Baum is getting possessed by Mabuse, and it happens when Baum sees the spirit of Mabuse in his office, complete with unnatural, huge eyes, who takes control of Baum’s body. That’s the literal explanation, but there’s a subtext of ideological infestation that’s more terrifying, that the film doesn’t explore this in any sort of depth. It prefers the more literal criminal story.
That story is carried by one of Baum’s underlings, Thomas Kent (Gustav Diessl) who entered the gang as an engineer on the counterfeiting team some months back and has also developed a relationship with the cute girl in the unemployment office, Lilli (Wera Leissem). Thomas is in conflict with his sense of self-preservation that keeps him in the gang and his desire to life a peaceful, crime-free life with Lilli. This stuff is fine, but it’s more purely melodrama in a film that’s not really designed for it. The film around it is more hard-edged. That narrative conflict I find a bit frustrating.

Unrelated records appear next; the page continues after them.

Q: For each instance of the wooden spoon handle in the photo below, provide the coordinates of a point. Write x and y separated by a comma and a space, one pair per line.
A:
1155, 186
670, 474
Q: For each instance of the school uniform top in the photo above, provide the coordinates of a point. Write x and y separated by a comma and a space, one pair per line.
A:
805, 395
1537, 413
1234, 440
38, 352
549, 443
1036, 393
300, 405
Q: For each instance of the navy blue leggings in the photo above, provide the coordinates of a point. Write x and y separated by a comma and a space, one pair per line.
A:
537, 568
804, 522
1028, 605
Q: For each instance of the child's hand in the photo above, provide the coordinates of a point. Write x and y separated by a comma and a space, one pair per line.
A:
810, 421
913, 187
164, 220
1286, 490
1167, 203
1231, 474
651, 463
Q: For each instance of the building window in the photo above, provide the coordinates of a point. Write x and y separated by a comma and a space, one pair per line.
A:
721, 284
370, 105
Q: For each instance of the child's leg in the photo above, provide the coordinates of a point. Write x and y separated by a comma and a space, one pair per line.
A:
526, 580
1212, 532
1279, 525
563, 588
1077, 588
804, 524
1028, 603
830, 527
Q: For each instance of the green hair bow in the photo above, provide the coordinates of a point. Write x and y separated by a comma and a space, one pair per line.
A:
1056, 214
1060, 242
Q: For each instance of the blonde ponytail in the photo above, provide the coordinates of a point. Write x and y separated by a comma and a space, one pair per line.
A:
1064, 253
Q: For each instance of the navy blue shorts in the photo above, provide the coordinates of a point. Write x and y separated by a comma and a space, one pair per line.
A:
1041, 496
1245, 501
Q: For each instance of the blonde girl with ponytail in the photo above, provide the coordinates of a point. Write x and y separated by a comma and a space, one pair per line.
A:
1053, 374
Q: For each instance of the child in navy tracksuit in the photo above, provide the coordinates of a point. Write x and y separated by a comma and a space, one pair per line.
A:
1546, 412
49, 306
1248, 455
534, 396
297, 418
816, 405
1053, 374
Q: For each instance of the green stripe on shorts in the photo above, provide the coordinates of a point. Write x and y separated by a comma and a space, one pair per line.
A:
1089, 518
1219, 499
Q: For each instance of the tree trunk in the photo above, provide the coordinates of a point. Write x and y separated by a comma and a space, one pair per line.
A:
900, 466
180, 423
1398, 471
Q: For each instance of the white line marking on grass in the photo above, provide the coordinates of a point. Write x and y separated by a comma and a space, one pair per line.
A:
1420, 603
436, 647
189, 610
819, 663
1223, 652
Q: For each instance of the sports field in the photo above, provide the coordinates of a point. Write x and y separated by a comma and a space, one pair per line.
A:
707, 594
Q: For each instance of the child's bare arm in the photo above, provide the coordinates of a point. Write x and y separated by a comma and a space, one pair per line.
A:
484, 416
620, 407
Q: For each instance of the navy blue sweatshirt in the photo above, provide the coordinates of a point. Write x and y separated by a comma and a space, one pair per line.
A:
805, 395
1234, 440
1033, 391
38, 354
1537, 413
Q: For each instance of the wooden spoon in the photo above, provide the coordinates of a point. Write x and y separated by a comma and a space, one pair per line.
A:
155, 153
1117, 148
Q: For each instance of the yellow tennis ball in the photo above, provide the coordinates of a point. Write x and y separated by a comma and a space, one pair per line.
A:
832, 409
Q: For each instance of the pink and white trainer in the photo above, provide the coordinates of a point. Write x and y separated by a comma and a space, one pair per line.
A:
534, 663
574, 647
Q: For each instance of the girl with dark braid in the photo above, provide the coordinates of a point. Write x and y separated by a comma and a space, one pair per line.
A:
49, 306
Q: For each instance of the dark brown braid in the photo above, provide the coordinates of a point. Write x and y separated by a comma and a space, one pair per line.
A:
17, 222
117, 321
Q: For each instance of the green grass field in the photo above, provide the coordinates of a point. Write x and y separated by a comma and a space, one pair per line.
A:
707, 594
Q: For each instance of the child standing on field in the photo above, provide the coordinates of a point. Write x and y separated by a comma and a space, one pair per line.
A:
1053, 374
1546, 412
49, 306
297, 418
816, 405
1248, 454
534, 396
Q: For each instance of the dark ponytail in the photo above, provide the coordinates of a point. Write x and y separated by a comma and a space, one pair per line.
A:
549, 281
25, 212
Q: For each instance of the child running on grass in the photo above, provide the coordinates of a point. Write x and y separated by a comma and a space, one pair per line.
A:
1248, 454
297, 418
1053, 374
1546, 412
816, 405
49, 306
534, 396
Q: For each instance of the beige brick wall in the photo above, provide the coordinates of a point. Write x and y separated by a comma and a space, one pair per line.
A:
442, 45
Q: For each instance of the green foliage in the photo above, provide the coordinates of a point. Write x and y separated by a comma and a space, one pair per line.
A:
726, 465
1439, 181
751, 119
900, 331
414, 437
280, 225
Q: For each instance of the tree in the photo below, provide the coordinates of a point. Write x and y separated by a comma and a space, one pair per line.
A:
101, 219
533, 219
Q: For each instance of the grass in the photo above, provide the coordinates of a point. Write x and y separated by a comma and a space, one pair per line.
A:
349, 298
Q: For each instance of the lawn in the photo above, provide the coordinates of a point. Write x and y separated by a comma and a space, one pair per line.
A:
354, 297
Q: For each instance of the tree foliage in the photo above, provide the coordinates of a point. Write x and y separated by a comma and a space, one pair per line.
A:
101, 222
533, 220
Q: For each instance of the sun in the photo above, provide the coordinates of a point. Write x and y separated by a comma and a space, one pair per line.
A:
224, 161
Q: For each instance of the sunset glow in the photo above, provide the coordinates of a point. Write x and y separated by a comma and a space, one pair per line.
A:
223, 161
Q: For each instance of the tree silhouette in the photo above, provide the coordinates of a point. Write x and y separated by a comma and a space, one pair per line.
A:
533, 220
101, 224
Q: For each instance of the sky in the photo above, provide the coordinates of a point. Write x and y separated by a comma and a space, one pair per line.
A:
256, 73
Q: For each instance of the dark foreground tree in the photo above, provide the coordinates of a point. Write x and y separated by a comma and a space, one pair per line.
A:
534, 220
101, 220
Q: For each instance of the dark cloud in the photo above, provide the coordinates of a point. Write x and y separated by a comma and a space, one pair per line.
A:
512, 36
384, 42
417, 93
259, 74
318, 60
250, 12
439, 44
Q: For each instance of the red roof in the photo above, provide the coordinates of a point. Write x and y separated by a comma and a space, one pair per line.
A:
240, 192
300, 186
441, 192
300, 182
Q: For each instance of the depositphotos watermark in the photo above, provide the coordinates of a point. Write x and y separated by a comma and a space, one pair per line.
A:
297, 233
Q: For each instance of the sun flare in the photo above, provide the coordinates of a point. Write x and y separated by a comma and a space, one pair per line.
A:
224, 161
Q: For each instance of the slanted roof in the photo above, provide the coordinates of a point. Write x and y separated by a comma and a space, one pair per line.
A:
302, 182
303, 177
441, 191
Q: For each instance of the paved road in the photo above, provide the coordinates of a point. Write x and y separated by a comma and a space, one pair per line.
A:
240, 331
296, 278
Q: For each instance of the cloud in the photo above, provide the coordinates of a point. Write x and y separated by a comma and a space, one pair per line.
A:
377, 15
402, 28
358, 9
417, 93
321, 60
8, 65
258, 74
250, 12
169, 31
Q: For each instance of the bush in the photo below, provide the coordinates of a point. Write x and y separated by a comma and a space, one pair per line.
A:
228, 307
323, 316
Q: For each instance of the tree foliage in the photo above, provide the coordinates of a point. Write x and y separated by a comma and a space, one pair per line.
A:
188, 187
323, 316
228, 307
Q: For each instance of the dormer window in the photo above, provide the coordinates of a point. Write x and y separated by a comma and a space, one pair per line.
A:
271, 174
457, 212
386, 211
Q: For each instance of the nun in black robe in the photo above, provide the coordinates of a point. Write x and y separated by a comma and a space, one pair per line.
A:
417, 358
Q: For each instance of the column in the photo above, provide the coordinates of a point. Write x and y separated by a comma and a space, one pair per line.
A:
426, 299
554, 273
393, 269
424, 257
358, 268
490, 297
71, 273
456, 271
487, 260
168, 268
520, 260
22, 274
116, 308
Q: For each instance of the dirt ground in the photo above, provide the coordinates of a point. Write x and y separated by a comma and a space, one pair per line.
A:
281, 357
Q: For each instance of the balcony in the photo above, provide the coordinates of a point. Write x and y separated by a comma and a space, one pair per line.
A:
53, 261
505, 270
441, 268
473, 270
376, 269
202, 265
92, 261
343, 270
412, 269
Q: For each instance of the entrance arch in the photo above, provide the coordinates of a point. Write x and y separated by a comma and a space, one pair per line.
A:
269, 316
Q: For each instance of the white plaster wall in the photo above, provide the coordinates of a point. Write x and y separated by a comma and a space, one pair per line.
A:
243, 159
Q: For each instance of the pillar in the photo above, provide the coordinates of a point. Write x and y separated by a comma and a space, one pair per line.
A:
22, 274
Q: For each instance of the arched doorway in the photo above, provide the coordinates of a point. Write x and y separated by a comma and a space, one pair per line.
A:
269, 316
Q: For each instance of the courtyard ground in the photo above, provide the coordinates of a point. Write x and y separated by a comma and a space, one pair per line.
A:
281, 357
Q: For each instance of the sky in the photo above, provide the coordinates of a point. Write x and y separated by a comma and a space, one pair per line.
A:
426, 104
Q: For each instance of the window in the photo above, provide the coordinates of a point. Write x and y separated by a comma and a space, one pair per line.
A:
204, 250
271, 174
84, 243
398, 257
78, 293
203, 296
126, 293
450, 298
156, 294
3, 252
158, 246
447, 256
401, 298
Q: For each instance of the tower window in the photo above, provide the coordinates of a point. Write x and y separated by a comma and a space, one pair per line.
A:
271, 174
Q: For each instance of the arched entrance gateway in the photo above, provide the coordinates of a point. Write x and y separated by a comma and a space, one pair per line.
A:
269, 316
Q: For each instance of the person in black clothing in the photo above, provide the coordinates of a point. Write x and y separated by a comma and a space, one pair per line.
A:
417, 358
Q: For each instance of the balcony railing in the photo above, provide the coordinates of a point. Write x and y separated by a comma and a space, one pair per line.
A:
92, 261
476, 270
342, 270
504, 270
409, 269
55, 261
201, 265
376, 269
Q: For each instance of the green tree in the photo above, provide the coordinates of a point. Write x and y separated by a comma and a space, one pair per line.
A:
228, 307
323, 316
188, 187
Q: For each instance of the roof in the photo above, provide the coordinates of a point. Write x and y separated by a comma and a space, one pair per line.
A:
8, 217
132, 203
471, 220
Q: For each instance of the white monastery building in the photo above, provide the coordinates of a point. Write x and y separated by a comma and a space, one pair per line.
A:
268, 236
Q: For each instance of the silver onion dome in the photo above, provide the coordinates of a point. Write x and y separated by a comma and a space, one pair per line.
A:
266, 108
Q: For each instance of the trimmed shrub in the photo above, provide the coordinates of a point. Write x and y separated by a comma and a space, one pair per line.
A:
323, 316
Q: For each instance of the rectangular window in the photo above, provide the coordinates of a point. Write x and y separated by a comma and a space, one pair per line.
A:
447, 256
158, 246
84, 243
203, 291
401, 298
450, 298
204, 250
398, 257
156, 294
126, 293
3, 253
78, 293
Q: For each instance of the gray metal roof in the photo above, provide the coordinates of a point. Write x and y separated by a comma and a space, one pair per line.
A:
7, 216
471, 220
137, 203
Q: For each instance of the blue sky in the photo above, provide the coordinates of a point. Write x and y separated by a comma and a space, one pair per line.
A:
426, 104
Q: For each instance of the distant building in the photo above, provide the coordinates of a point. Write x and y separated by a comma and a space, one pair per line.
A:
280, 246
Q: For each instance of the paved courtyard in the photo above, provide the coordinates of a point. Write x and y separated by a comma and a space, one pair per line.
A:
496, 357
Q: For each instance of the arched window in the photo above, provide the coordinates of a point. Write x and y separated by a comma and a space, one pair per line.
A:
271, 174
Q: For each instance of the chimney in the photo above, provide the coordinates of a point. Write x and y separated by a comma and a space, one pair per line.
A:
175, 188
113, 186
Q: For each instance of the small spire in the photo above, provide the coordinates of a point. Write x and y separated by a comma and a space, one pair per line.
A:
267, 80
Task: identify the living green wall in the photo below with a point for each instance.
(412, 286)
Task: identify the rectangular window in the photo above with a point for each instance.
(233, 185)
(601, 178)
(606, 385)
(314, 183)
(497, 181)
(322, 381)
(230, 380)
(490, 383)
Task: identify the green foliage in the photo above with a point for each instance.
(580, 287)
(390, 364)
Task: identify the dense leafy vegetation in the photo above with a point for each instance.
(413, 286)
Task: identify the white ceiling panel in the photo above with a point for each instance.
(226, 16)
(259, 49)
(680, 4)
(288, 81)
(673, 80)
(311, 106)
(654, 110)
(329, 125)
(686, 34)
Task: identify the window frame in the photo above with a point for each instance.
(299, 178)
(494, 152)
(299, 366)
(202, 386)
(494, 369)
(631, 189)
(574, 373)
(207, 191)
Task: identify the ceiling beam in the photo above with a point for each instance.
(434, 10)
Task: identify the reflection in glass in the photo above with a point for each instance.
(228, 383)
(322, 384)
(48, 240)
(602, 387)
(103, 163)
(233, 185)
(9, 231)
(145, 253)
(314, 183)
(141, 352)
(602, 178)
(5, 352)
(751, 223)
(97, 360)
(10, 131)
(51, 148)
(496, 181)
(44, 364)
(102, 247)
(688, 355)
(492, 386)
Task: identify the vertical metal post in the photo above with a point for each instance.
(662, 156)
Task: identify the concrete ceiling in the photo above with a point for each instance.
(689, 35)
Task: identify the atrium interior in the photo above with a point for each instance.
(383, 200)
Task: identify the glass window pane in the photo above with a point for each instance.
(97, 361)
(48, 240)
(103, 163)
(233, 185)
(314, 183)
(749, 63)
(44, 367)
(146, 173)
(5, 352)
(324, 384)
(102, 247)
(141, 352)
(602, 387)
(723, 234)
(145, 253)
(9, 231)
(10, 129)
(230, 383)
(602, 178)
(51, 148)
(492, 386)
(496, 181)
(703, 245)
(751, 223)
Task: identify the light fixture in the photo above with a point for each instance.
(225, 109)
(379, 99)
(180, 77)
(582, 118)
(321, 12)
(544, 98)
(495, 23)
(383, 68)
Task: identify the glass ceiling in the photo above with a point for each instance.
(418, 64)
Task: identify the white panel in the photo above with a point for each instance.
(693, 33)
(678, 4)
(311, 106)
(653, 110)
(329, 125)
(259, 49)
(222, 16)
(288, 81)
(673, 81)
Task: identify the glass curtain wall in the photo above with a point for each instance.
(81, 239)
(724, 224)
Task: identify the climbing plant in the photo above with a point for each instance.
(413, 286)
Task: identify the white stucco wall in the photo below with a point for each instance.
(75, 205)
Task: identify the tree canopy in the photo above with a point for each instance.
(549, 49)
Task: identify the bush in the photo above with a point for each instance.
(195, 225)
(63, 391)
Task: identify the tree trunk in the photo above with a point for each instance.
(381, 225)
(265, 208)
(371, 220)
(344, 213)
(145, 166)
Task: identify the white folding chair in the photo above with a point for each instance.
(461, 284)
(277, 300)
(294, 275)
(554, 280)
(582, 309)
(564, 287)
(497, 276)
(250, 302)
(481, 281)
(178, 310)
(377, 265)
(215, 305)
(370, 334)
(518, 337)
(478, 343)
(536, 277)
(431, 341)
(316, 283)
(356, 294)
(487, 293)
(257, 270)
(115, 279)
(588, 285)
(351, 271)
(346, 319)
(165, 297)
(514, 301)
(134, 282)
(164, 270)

The investigation turns on a murder that closes in on Mabuse’s plans all working in tandem to create chaos. While watching the first Dr. Mabuse, I was struck at the similarity between the titular character’s outlook on life, the embrace of anarchy, and Christopher Nolan’s take on the Joker in The Dark Knight. Well, reading up on this film, I was not terribly surprised to see that Nolan had used The Testament of Dr. Mabuse as a direct inspirational tool for his brother’s script. It makes sense. Mabuse himself has, essentially, just one scene of dialogue, as a ghost, and it’s wildly compelling where he details his embrace of the vision of a world reigned by crime.
The confluence of storylines, including an escape from a room that involves flooding it before an explosion, is quality thriller stuff as characters come together to find the real power behind the curtain.
I enjoyed the film, probably more than the first film, but I feel a conflict within the storytelling that I can’t quite get past. Very coincidentally, I’m currently reading the Joseph McBride book Billy Wilder: Dancing on the Edge, and I’m on the part where he describes Wilder’s time at Ufa at the same period that Lang was making his final German films (the two fled Germany within a few months of each other, both stopping in France for a short time before heading to America). McBride describes the kind of films that audiences and the studios were trying to make, and they were light films. Operettas and melodramas designed to distract the people from their economic plights and push their own personal concerns in favor of needs of the state. The Testament of Dr. Mabuse does none of these things. It’s far more pessimistic about the state of affairs in Germany at the time, and its ending, while leading to the good guys winning over Mabuse’s spirit, is not uplifting in any way shape or form. Mabuse essentially enters hibernation, ready to strike again later. If you consider Mabuse a metaphor for Nazi-ideology, like the Nazis pretty obvious did since the film was very quickly banned (not seen in Germany until 1961), then it’s a warning against the state of Germany in 1933, not trying to lull the populace back to sleep.
That’s a very interesting subtext to the film which I do appreciate, but I still stumble a bit around Thomas’ storyline and the preference of thriller mechanics over a tighter focus on how Mabuse influences Baum.